Optimistic Signature verification
For most nostr apps, event signature verification is, by far, the most computationally-expensive part.
If you’ve ever felt your phone getting a bit hot while using a nostr app, this is probably why.
NDK introduces signature verification sampling. Each relay gets a lower and upper threshold of what ratio of events need to be verified. An unknown relay might start at getting 100% of it’s events verified and, over time, lower the ratio to 50%. Whereas a relay the user has in their NIP-65 list might start at 50% and lower to 1%.
When the same event is fetched from multiple relays, only the first time an event is seen (might) have it’s signature verified. If the signature is verified, subsequent relays that send the same event ID and signature, have their ratio updated, further reducing the number of signatures we need to check.
Relays should never send an invalid signature, so it only takes catching an evil relay lying about a signature once, to expel it from the pool and, perhaps, have the user add that relay to their relay blacklist event.
In order to activate this feature, developers MUST explicitly handle receiving an invalid signature, as they should probably warn the user that some trickery is happening.
👉 Tutorial
Nostr Cache Adapter
A new cache adapter, which leverages, well, nostr.
ndk-cache-nostr is a cache adapter that connects to a single local relay. This could be your a relay running in your user’s computer/phone, like the nostr-tray-relay, Citrine, or it can even be a local relay you run in your server to assist in creating server-side-rendering.
If you’ve been envious of njump previews when sharing a link, now you can implement the same in your app by leveraging this adapter in your SSR calls.
👉 Docs
Refactored Zapping interface
This is the one breaking change; the code for sending zaps was tightly coupled to the assumption that LN was the interface. This new interface abstracts away the funding mechanism (NWC, WebLN, built-in-wallet) and the delivery mechanism (LN, ecash, Rai stones)
Major subscription Lifecycle refactor
The core of how NDK works was completely refactored from the ground-up, removing a lot of dependencies from nostr-tools, and bringing a lot of clarity to how NDK orchestrates subscriptions at the relay level.
👉 NDK Internal’s documentation
Tutorials and other stuff
A few months ago I started a new effort to write more high-level documentation, instead of focusing on interface specs of NDK. https://nostr-dev-kit.github.io/ndk is the ongoing result.
ndk-wallet
A new NDK extension package, provides access to nostr-native NIP-60 wallets.
NIP-60 is a new NIP that proposes a nostr-native wallet that follows a user around any nostr application.
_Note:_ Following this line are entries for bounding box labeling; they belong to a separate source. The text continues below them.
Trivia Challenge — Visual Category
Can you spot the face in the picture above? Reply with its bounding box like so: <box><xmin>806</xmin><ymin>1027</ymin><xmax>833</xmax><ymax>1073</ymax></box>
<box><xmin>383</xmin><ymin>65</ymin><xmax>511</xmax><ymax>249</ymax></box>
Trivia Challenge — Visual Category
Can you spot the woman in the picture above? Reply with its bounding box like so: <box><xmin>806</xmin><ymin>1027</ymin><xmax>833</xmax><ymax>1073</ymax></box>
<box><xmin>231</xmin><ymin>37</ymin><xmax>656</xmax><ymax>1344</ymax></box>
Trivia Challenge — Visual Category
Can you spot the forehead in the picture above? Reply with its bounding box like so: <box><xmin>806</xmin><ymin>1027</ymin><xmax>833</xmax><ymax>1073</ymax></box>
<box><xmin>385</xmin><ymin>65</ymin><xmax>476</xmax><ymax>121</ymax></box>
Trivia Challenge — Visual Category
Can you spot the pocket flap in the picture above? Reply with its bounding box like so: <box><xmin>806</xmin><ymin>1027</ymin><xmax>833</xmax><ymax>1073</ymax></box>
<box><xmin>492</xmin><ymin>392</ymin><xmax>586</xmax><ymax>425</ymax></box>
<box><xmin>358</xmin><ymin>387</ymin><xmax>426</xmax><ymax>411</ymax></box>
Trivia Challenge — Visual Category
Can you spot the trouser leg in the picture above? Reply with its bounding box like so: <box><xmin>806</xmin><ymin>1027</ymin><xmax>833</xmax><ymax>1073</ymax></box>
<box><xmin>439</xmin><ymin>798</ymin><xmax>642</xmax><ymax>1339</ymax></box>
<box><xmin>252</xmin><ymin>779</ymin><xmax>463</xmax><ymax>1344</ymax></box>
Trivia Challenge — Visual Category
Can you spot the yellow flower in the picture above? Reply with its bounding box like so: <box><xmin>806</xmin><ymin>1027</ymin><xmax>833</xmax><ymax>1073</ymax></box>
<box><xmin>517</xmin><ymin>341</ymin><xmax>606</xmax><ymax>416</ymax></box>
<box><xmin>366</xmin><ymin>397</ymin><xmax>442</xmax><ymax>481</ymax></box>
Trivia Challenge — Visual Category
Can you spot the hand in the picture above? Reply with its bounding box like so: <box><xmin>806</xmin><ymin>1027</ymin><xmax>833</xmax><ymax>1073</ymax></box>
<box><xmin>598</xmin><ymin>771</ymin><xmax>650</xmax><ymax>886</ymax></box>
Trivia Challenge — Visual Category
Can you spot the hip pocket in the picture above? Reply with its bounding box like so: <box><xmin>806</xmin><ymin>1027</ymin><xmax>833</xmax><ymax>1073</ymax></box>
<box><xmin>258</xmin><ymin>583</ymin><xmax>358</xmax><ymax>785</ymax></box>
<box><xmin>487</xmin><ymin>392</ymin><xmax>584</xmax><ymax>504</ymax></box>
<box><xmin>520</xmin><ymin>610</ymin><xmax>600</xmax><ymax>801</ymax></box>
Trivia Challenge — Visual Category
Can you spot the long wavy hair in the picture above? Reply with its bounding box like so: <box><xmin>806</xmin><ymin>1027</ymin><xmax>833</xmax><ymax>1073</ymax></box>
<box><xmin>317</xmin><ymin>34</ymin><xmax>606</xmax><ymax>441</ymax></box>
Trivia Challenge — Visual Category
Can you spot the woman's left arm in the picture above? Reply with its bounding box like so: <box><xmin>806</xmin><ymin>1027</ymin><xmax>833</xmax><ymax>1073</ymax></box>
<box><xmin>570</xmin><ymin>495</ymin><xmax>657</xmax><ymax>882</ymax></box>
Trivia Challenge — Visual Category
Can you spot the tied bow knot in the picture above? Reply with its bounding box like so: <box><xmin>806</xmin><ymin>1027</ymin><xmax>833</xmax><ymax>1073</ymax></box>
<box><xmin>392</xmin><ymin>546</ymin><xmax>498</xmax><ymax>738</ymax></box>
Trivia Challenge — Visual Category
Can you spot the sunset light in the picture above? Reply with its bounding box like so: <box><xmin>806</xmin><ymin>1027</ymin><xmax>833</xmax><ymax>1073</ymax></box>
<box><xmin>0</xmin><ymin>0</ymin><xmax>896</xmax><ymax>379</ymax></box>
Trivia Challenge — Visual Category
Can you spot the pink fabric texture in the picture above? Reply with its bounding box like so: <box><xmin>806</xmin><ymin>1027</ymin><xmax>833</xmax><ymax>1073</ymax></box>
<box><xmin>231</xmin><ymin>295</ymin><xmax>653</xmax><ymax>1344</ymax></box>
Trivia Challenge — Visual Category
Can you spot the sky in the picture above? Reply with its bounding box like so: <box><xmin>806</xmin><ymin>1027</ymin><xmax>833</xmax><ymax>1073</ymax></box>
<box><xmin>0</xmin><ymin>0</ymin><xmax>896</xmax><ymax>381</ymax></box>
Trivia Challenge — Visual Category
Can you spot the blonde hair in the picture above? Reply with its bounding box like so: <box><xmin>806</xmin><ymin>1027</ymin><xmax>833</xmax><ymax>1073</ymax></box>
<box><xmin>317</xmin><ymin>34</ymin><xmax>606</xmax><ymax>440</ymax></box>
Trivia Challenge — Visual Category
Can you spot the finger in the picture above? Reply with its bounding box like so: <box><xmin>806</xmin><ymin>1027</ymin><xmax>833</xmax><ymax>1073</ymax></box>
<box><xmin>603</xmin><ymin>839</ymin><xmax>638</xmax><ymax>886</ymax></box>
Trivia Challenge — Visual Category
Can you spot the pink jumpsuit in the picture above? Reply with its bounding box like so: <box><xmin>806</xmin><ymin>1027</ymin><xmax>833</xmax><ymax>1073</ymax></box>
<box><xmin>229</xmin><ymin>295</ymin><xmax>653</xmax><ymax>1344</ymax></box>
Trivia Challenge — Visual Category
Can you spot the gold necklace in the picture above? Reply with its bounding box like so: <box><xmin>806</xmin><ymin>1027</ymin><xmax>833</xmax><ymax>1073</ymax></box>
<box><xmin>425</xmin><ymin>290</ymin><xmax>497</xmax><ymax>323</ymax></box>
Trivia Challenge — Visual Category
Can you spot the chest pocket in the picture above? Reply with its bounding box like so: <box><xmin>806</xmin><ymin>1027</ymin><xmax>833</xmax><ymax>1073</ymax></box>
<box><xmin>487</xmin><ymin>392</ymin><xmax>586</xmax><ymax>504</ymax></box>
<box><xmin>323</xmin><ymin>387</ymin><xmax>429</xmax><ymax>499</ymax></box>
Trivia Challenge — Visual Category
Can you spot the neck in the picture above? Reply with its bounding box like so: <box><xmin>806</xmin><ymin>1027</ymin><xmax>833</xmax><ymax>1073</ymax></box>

Instead of having to manage a bunch of different NWC tokens, implement LN on their own, NIP-60 leverages multiple ecash mints, making it completely frictionless to onboard into Nostr with the capability to send and receive (via NIP-61 or a proxy like npub.cash) zaps.
ndk-wallet is the wallet that Nutsack.me is built on, providing:
- wallet creation/discovery
- token verification
- nutzap redemption
- UTXO management
- balance tracking
With this package you’ll be able to give your users a non-kyc wallet from which they can send both NIP-61 nutzaps and the usual NIP-57 lightning zaps.